Here’s a sampling of comments made by political pundits in recent days:
Factions should compete, but also recognize the legitimacy of other factions and, indeed, their necessity for a vigorous self-regulating democracy. Seeking to deliberately undermine, delegitimize, and destroy is not Madisonian. It is Nixonian.
It’s a cringe-inducing moment, both for those who oppose the White House on policy grounds and those who cheer its every move. As surely as Richard Nixon and Bill Clinton allowed their personal flaws to erode the office of the presidency, Obama seems bent on allowing his own flaws (thin-skinnedness, hubris) to do potentially grave damage to the office as well. And over what? Not some grand policy matter or some key personnel matter, but over the desire to exclude a news network that has criticized him. For those who suggested that Obama’s main selling point was his “superior temperament,” we anxiously await an admission of grave error. It seems they were terribly mistaken.
First the comparisons were to The Great Emancipator and his team of rivals. Then it was The Great Communicator. I think JFK references were liberally sprinkled about for a short time, too.
But less than a year into his first term, Obama’s become … the Second Coming of Richard Millhouse Nixon??? Normally I’d say The Won had hit rock bottom. Could there possibly be anyone more heinous in the eyes of the media?
Is Barack Obama channeling his “inner Nixon” these days?
Pres.

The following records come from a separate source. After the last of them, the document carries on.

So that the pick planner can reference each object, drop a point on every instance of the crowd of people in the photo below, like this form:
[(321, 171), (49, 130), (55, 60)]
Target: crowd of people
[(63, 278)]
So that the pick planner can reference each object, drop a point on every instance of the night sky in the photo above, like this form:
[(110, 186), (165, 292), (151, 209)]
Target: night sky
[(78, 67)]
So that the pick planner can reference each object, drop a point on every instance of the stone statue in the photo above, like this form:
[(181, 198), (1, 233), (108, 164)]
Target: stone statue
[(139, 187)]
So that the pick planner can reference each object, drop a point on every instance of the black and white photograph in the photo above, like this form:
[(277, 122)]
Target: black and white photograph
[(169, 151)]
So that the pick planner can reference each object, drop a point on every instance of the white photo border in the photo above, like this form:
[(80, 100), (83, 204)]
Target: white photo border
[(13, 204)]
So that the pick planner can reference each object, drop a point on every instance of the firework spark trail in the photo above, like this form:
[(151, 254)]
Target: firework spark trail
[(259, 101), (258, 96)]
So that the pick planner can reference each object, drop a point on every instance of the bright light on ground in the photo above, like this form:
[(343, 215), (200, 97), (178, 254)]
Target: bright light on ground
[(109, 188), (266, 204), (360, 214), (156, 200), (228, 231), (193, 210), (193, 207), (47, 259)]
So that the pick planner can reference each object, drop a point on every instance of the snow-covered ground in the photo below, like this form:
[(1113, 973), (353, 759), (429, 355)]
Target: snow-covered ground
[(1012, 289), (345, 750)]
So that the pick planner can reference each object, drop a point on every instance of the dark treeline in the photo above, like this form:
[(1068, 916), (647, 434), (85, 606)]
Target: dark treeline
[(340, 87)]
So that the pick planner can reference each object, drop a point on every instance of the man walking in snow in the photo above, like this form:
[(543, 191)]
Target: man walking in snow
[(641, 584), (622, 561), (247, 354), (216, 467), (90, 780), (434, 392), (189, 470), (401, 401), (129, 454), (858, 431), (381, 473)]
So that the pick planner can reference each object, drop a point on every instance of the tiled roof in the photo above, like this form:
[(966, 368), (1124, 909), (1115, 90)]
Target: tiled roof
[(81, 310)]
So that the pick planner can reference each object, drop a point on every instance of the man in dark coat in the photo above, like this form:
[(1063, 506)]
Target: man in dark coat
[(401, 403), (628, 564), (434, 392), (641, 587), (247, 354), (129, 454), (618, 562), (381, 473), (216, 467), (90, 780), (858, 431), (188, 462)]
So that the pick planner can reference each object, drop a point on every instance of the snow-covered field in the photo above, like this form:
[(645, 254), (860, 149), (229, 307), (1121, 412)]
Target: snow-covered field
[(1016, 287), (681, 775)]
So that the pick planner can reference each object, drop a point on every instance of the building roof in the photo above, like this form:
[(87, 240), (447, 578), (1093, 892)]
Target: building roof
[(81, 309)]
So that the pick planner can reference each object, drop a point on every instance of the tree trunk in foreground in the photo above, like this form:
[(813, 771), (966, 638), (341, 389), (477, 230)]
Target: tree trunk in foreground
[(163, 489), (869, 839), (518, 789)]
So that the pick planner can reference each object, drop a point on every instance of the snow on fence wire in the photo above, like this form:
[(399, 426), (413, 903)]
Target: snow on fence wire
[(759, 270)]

Richard Nixon was notorious for trying to play favorites and exclude those people in the press whom he considered “enemies.” He even created a lengthy, paranoid “Enemies List” that included Joe Namath, John Lennon, and The St. Louis Post-Dispatch. The term “Nixonian” is no compliment by any stretch.
Sen. Lamar Alexander, R-Tenn., took to the Senate floor to urge President Obama and his aides to dial back their attacks on White House critics. Alexander, who later was joined by Sen. Judd Gregg, R-N.H., cited a litany of instances where he said Obama was inappropriately targeting groups — from the Chamber of Commerce to Fox News — just as President Nixon did four decades ago.
“I have an uneasy feeling only 10 months into this new administration that we’re beginning to see the symptoms of this same kind of animus developing in the Obama administration,” Alexander said.
Gregg also expressed concerns and suggested Obama was “Nixifying” the White House.
“The White House has basically said that they don’t believe in the marketplace of ideas, they’re not willing to engage in debate, and they are going to be associated with John Adams and the Sedition Act and Richard Nixon and his ‘enemies’ list – is that the company they want to be in?” says Mike Farrell, director of the First Amendment Center at the University of Kentucky.
Is President Obama doing the same thing with Fox News, as President Nixon did with the Washington Post? hmmmm look what happened to President Nixon.
(As reported by Newsbusters):
How do you know that the White House’s anti-Fox News campaign has gone seriously wrong? When CNN, let alone Anderson Cooper, begins to compare the Obama and Nixon administrations (video embedded below the fold, h/t Mediaite’s Colby Hall).
On last night’s “360,” Cooper stated that “this White House is starting to look like another White House and the comparison is not flattering.”
Former Bush White House adviser Karl Rove has compared President Barack Obama to former President Richard Nixon, saying the Obama administration’s feud with Fox News is proof the White House is creating a Nixonian “enemies list” that “demeans” the office of the president.
How do you think Obama likes being compared to Nixon…and not only by people on the right? Do you think he’s losing any sleep over it?